Our MBA Intensive Elective called “Leading for Social Value” was an Ensemble Educational Experience, co-delivered with five Senior Fellows in Social Innovation along with five corporate executives who brought real and relevant challenges into the classroom. These challenges focused on current struggles inside of each company where our corporate guests might benefit from additional mindsets and skillsets in thinking through solutions.

In designing the course, we understood that traditional teaching cases were insufficient in portraying the real grasp of how messy and hard it is to lead strategic and aligned social innovation efforts inside organizations. We brought the Educational Ensemble Experience into the classroom to help frame the big notion of creating economic and social value simultaneously, and to help map to our stated learning outcomes.

At times, there were solo performances by company executives helping us better understand the company, its culture, and its context. Then there were times when we performed more like a jazz quartet, where Senior Fellows jumped in to share experiences, tell stories, ask questions, and share failures – all in real-time reaction to whatever arose in the classroom at a particular moment, and all in an unpredictable and powerful way.

Living With Ambiguity

After the first day, students were activated and already living with the ambiguity that comes with navigating social value creation inside organizations. In addition to our corporate guests and challenges, we provided frameworks for anchoring how a company creates and measures actual ROI for its social value creation initiatives and metrics, and cultivated many opportunities for “Conversations Unplugged” with our Senior Fellows. These were designed to help our students get as much understanding as possible of how to create social value in order to jumpstart their thinking and help them create their final presentations to be delivered to those corporate executives next month.
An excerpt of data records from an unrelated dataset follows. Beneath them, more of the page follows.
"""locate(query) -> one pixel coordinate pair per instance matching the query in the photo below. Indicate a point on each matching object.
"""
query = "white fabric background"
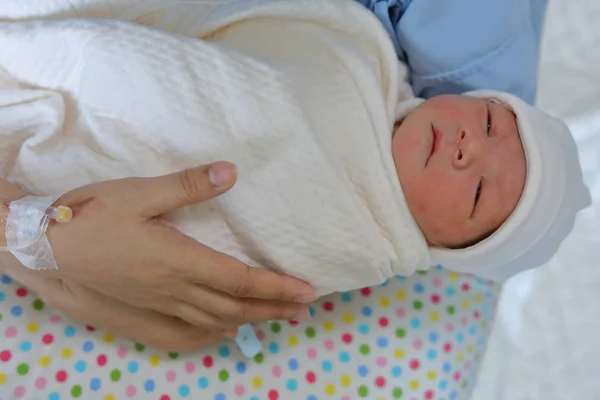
(546, 341)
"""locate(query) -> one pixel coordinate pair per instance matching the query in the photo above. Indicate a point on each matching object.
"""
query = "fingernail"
(301, 315)
(305, 298)
(221, 173)
(232, 334)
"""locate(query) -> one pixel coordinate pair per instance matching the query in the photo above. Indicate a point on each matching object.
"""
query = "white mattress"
(546, 340)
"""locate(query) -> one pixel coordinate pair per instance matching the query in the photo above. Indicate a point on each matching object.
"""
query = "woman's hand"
(91, 307)
(118, 245)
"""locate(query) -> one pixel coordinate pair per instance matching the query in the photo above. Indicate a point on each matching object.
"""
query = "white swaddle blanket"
(300, 94)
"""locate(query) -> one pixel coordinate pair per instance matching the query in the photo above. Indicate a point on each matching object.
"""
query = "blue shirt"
(453, 46)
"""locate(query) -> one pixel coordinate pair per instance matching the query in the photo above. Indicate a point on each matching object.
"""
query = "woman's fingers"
(142, 325)
(160, 195)
(228, 311)
(207, 267)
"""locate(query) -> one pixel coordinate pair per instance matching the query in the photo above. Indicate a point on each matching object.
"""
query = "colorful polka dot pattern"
(412, 338)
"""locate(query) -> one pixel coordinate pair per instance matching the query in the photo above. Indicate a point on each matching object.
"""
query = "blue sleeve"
(453, 46)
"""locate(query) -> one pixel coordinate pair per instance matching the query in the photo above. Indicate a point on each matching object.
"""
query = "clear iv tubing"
(25, 221)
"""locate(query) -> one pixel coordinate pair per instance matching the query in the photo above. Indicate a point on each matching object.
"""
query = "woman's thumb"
(170, 192)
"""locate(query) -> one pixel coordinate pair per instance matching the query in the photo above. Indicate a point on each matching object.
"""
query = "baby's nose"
(467, 150)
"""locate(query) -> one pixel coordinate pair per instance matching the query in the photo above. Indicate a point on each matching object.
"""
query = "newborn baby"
(346, 178)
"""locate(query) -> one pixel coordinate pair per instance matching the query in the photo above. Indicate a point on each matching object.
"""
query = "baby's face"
(462, 167)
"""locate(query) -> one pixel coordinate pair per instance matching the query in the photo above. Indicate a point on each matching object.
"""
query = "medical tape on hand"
(26, 222)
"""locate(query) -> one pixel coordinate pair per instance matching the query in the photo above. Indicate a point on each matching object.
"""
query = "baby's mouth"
(434, 139)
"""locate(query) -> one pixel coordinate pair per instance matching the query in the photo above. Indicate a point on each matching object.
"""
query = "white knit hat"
(553, 195)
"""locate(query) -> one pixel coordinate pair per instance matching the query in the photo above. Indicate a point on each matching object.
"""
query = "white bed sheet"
(546, 341)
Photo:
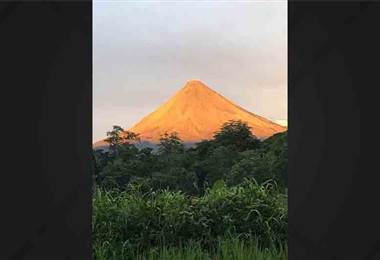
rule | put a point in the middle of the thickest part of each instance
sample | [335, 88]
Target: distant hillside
[196, 112]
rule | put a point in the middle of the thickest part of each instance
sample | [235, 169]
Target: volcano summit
[196, 112]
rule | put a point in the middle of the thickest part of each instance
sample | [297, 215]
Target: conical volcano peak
[196, 112]
[195, 84]
[195, 87]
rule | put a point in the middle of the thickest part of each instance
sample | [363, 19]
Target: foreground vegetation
[225, 198]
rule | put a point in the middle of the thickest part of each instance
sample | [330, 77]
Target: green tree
[170, 143]
[236, 135]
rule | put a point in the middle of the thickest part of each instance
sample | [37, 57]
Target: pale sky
[144, 51]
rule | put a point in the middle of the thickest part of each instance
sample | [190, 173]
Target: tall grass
[248, 221]
[227, 249]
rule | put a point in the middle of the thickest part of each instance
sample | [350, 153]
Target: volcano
[196, 112]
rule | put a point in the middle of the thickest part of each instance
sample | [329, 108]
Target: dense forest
[224, 198]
When you are teaching highly ambiguous information, static cases are good, just not good enough. Living cases provide more texture to understanding the content and seeing what the journey is really like from the people who live with the ambiguity every day. In the end, creating Ensemble Educational Experiences is a bit riskier and more unpredictable, but a lot more engaging, fun, and probing on multiple levels. Here are a few rules that we applied for creating this kind of journey around social value creation:

  1. Start the class with a clear conceptual framework on what Social Value Creation is and how the remainder of the class will fit into that framework.
  2. Choose your ensemble wisely, as your creators must play well with others as well as play off of others.
  3. All participants, including the students, must understand that this is not a usual classroom design. This is a journey.
  4. All content and conversations happen under the Chatham House Rules so that company executives and Senior Fellows can share stories freely without fear of attribution or unexpected social media comments.
  5. Everyone agrees to the desired learning outcomes for our students and the expectations for everyone to be co-creators of the content.
  6. We ask that people bring their experiences, knowledge, and most importantly, their creative energy as it is the creative energy that makes the class really sing.

In the end, while a lot is left to the curation and facilitation of multiple players, this approach elicited such rich knowledge in so many different ways from each of the participants. It became a highly engaging learning journey. All I can say is trust the process, trust the people, and lean into the unknown. Have fun!